My favorite vampire in this category is Nosferatu in both of his incarnations: the 1922 German film, and from Werner Herzog’s 1979 film Nosferatu the Vampyre. I would never use the word “sexy” to describe Max Schreck or Klaus Kinski’s portrayals of Nosferatu, but you can’t deny the magnetism held by these extremely creepy leading men. *shudders*

Honorable mentions: NOS4A2‘s Charlie Manx, because even though he’s a “different kind of vampire” he’s insanely ruthless (ugh, kids…really?!) and still drains his victims dry.

The Self-Hating Vampire

These vampires are definitely more modern in nature—they’re self-deprecating in all the right ways. Sure, they’re still killers, but they often try to fight their compulsions in the name of love. They emerge as tragic heroes that are committed to nurturing whatever is left of their humanity. Often times they’ve been turned against their will, or because turning was their only mode of survival.

My favorite vampires in this category are objectively “sexy” and totally adhere to that highly-sexualized archetype I mentioned above, BUT they’re usually guilt-laden and totally wish they didn’t have the innate desire to drain a body dry. Angel from Buffy the Vampire Slayer comes to mind, and of course Twilight’s Edward Cullen, and True Blood’s Bill Compton. I tend to feel bad for these guys—they’re suckers in a whole other way.

Honorable mentions: Eli from Let the Right One In, because she tries her darnedest to fight her nature and when she can’t, at least she wields it against crummy people. Matthew Clairmont from A Discovery of Witches, because his taboo love for a witch is totally against the rules and he’s broody AF.

The Foolish, Comedic, Out Of Touch Vampire

The last vampires to make my favorites list are definitely the least explored archetype. These vampires do their best to blend into humanity, but there’s always something a bit off. Whether it’s their outfits, their attitude, or strange moments of unchecked behavior, these vampires bring me joy because they’re just so out of touch. They often consider themselves superior to humans just like the OG vampires, but sadly their grandiose visions of themselves don’t reflect reality.

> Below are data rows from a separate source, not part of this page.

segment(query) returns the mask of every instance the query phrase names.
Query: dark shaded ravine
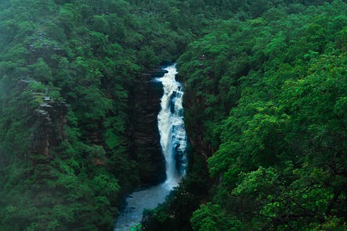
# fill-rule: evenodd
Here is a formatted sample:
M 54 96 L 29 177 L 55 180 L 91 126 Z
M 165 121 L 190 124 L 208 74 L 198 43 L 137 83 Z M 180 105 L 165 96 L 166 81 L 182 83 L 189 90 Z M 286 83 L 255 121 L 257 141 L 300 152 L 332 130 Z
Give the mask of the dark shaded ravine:
M 158 126 L 155 126 L 155 129 L 160 133 L 158 140 L 162 152 L 162 155 L 160 153 L 160 155 L 165 159 L 166 180 L 129 195 L 126 198 L 126 205 L 116 221 L 115 231 L 129 230 L 132 226 L 139 223 L 144 209 L 153 209 L 158 203 L 163 203 L 185 173 L 187 138 L 183 121 L 183 92 L 180 83 L 175 80 L 177 74 L 175 65 L 165 69 L 168 72 L 162 78 L 153 79 L 151 84 L 156 85 L 161 83 L 163 89 Z M 139 132 L 141 134 L 141 131 Z M 146 144 L 146 141 L 144 140 L 143 145 L 151 147 L 153 144 Z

So which vampires dare to be so pedestrian? Well, I loved the Valley Girl appeal of Amy Heckerling’s 2012 Vamps, which reunited Heckerling with her Clueless star Alicia Silverstone (adding in the fabulous Krysten Ritter for good measure). But more recently, Nandor the Relentless, Laszlo Cravensworth, Nadja, and Colin Robinson of FX’s What We Do in the Shadows have me reeling as they bumble their way through their attempts at human domination from their headquarters in “Stat-ehn Isl-ahnd.” Gone are the days of Dracula’s blink-and-you’ll-miss-it bat transformations—they’ve been replaced by Laszlo’s obligatory cry of “Bat!”—a much less sinister transformation indeed.

Honorable mentions: Eddie Murphy as morphing vampire Maximillion in Wes Craven’s 1995 horror-comedy, Vampire in Brooklyn. For two reasons: 1) Eddie Murphy, 2) there’s something about setting a vampire story in the Tri-state area that makes it just the weirdest.